Disturbed CXCR4/CXCL12 axis in paediatric precursor B‐cell acute lymphoblastic leukaemia

• Published in: British journal of haematology Vol. 166; no. 2; pp. 240 - 249
• Main Authors: Berk, Lieke C. J., Veer, Arian, Willemse, Marieke E., Theeuwes, Myrte J. G. A., Luijendijk, Mirjam W., Tong, Wing H., Sluis, Inge M., Pieters, Rob, Boer, Monique L.
• Format: Journal Article
• Language: English
• Published: Oxford Blackwell 01.07.2014
• Subjects: Antineoplastic Combined Chemotherapy Protocols - therapeutic use; Biological and medical sciences; Biomarkers, Tumor - metabolism; BM‐MSC; Chemokine CXCL12 - metabolism; Child; Culture Media, Conditioned; CXCL12; CXCR4; Cytokines - metabolism; Granulocyte Colony-Stimulating Factor - metabolism; Hematologic and hematopoietic diseases; Humans; Leukemias. Malignant lymphomas. Malignant reticulosis. Myelofibrosis; Medical sciences; Mesenchymal Stromal Cells - metabolism; Neoplasm Proteins - metabolism; paediatric acute lymphoblastic leukaemia; Plerixafor; Precursor Cell Lymphoblastic Leukemia-Lymphoma - drug therapy; Precursor Cell Lymphoblastic Leukemia-Lymphoma - metabolism; Precursor Cell Lymphoblastic Leukemia-Lymphoma - pathology; Prognosis; Receptors, CXCR4 - metabolism; Recurrence; Remission Induction; Tumor Cells, Cultured; Tumors; Human; Hematology; Plerixafor; BM-MSC; CXCR4; Malignant hemopathy; Chemokine receptor; Precursor B cell acute lymphoblastic leukemia; Stromal cell derived factor 1; Cancerology; CXCL12; Lymphoproliferative syndrome; Antagonist; Acute lymphocytic leukemia; CXC chemokine; Child; CXCR4 chemokine receptor; Cancer; Biological receptor; paediatric acute lymphoblastic leukaemia
• ISSN: 0007-1048; 1365-2141
• DOI: 10.1111/bjh.12883

Summary Malignant cells infiltrating the bone marrow (BM) interfere with normal cellular behaviour of supporting cells, thereby creating a malignant niche.

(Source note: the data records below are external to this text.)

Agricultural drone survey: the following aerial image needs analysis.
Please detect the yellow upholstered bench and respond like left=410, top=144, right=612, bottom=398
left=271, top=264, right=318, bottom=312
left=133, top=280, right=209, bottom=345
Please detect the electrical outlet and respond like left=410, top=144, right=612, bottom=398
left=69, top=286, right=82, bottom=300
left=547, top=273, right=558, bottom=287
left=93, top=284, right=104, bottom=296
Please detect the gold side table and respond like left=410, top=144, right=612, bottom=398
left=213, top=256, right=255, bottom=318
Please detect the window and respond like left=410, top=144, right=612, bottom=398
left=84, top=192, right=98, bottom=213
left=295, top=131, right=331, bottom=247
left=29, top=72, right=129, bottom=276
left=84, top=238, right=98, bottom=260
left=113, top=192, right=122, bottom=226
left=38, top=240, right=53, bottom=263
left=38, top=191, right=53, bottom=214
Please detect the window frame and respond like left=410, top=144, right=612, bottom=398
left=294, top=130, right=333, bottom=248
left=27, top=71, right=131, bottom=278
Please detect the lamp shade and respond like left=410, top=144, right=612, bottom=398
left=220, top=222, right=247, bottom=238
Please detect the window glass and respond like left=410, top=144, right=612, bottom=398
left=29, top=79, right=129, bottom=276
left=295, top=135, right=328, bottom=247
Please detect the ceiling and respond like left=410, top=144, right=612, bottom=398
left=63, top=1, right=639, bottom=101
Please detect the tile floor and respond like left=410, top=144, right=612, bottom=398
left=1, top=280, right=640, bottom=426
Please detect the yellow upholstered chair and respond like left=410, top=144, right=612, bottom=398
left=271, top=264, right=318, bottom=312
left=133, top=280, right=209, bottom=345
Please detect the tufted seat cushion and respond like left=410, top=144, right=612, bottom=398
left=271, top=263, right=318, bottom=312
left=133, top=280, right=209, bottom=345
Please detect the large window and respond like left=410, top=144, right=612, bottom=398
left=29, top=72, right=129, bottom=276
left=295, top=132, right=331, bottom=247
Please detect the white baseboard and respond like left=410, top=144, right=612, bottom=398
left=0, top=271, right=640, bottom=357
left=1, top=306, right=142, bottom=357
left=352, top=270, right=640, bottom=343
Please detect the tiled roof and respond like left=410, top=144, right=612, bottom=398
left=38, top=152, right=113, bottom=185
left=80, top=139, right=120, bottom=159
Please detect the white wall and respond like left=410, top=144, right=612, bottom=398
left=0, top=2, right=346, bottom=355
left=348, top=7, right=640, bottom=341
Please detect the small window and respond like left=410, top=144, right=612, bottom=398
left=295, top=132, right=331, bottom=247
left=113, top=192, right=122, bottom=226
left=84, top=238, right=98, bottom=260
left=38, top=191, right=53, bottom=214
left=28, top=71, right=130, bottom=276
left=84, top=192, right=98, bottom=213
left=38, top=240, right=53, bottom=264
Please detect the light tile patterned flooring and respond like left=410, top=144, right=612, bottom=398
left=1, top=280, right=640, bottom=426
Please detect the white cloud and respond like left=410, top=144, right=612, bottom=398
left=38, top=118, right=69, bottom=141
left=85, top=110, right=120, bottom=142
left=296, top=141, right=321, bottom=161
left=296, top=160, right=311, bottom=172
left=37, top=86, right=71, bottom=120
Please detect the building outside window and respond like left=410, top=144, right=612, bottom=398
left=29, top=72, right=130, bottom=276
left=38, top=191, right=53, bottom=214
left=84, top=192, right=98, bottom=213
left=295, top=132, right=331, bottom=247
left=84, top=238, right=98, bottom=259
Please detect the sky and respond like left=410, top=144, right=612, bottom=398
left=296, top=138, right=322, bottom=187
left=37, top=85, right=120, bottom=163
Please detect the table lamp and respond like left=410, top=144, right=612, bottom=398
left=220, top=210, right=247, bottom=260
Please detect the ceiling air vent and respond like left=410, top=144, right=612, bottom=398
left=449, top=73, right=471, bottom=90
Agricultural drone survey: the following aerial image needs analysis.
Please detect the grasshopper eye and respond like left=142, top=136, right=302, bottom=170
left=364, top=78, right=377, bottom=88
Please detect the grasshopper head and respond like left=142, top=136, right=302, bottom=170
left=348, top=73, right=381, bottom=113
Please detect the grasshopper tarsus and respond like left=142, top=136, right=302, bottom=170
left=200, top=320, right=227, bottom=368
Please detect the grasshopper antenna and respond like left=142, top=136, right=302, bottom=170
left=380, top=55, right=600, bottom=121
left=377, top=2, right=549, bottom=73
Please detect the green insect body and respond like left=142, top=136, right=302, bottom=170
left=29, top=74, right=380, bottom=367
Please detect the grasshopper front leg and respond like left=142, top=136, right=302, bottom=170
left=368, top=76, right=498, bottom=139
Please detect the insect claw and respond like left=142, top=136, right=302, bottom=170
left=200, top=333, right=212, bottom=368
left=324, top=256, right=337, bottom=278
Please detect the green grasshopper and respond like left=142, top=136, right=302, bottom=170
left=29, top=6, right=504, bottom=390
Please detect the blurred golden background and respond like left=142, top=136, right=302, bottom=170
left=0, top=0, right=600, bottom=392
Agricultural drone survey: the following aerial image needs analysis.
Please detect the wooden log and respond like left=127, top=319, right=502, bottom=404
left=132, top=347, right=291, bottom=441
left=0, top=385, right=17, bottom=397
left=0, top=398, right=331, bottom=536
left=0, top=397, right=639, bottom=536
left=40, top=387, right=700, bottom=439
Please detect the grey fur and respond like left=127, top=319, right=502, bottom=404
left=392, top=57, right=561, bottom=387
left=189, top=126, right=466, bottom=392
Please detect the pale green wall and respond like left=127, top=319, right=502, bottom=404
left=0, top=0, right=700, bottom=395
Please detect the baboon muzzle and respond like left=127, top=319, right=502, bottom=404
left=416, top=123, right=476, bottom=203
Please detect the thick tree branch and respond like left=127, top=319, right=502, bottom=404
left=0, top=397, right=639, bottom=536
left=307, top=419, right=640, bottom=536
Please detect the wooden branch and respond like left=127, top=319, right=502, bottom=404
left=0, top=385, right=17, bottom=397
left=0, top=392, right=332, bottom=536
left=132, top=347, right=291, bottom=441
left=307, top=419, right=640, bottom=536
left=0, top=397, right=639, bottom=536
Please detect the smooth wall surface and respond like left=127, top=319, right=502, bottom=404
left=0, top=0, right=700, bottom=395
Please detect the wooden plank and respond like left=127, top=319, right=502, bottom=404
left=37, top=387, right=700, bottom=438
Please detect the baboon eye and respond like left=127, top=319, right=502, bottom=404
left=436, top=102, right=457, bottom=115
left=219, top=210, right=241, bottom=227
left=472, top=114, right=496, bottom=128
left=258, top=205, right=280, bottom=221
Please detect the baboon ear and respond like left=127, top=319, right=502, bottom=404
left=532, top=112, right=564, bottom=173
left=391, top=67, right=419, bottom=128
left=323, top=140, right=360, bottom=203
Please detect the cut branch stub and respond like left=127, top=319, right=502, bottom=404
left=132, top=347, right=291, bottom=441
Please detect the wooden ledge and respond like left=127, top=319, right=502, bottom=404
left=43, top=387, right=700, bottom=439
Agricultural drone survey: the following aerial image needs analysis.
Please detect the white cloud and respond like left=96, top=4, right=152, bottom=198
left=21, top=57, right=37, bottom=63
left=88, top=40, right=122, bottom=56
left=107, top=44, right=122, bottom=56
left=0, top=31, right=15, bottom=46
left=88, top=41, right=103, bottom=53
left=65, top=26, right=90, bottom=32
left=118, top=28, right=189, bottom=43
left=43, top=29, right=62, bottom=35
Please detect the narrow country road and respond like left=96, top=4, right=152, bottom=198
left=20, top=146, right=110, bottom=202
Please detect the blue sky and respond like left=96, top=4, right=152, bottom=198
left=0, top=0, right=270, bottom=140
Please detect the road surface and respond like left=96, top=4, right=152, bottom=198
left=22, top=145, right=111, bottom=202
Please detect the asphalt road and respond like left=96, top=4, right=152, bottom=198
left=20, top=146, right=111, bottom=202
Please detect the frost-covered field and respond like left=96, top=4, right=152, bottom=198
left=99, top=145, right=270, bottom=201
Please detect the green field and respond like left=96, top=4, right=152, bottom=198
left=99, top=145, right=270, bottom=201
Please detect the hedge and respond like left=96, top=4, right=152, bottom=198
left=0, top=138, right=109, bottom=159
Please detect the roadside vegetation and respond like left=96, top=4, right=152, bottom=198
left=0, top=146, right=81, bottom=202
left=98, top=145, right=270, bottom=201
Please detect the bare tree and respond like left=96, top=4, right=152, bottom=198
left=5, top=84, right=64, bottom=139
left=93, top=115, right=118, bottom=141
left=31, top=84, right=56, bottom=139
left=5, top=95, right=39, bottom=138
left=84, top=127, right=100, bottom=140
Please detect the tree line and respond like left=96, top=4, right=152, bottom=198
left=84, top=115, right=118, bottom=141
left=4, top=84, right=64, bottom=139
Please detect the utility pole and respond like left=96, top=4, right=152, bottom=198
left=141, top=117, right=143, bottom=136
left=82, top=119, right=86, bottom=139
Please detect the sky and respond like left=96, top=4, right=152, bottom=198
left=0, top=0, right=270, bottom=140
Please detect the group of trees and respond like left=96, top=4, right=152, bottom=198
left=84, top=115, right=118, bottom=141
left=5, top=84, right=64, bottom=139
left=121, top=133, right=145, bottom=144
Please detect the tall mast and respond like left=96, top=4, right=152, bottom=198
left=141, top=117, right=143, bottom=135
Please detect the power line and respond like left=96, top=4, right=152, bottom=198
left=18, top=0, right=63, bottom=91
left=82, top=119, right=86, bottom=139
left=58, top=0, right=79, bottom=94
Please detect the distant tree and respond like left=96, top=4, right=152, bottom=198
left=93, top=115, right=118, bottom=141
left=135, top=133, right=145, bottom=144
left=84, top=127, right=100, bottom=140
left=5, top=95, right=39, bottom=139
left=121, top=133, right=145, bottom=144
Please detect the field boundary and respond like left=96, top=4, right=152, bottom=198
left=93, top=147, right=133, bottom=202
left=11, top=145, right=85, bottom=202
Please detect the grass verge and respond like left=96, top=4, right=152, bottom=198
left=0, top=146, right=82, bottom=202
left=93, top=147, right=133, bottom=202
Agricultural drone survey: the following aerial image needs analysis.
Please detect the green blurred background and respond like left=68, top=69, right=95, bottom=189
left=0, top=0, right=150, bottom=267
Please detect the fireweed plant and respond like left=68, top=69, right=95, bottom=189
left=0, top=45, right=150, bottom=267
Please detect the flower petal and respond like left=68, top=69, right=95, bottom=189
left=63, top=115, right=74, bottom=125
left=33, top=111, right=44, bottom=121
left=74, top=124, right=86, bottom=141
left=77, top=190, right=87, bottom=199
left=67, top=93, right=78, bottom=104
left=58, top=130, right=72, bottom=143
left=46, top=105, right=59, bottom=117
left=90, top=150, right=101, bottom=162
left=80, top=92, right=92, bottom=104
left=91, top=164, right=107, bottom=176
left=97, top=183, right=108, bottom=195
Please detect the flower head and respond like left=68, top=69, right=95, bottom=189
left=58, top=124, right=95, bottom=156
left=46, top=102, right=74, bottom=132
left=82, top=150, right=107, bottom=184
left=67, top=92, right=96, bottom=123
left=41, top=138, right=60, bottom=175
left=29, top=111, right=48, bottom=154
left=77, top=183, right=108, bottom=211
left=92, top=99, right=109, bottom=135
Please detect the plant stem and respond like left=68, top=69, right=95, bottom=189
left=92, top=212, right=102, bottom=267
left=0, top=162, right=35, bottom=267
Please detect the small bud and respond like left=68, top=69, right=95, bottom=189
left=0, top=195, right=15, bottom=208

We found that CXCR4‐receptor expression was increased in paediatric precursor B‐cell acute lymphoblastic leukaemia (BCP‐ALL) cells compared with normal mononuclear haematopoietic cells (P < 0·0001). Furthermore, high CXCR4‐expression correlated with an unfavourable outcome in BCP‐ALL (5‐year cumulative incidence of relapse ± standard error: 38·4% ± 6·9% in CXCR4‐high versus 12% ± 4·6% in CXCR4‐low expressing cases, P < 0·0001). Interestingly, BM levels of the CXCR4‐ligand (CXCL12) were 2·7‐fold lower (P = 0·005) in diagnostic BCP‐ALL samples compared with non‐leukaemic controls. Induction chemotherapy restored CXCL12 levels to normal. Blocking the CXCR4‐receptor with Plerixafor showed that the lower CXCL12 serum levels at diagnosis could not be explained by consumption by the leukaemic cells, nor did we observe an altered CXCL12‐production capacity of BM‐mesenchymal stromal cells (BM‐MSC) at this time‐point. We rather observed that a very high density of leukaemic cells negatively affected CXCL12‐production by the BM‐MSC while stimulating the secretion levels of granulocyte colony‐stimulating factor (G‐CSF). These results suggest that highly proliferative leukaemic cells are able to down‐regulate secretion of cytokines involved in homing (CXCL12), while simultaneously up‐regulating those involved in haematopoietic mobilization (G‐CSF). Therefore, interference with the CXCR4/CXCL12 axis may be an effective way to mobilize BCP‐ALL cells.